В каких случаях мирскому и не особо верующему человеку приходит на ум помолиться? Когда плохо! Или страшно! А ещё, когда чего-то надобно от небес! В иных случаях молитвенное общение с Господом обычно откладывают «на потом».

Герман не боялся предстоящей миссии – с некоторых пор он свыкся с постоянным чувством опасности, как человек свыкается с застарелой грыжей. И плохо себя не чувствовал, ибо был влюблён, и тем счастлив. Что касается сокровенных просьб, то таковые отсутствовали – жизнь и так дала больше чем кому-либо.

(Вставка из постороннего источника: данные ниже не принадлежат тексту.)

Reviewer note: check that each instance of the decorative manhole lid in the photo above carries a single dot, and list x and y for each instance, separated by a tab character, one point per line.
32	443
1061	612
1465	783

Стыд за то, что жил без смысла и гонялся за ложными целями – вот понимание, пришедшее в муках! Понадобилось потерять многое, месяцами бродить по лезвию бритвы, пережить полусмерть-полусон, чтобы разжиться подобным благородным чувством, дарующим молитву. И он молился, пусть бессовестно перевирая забытые слова, но зато от чистого сердца. Просил оставить долги и избавить от лукавого.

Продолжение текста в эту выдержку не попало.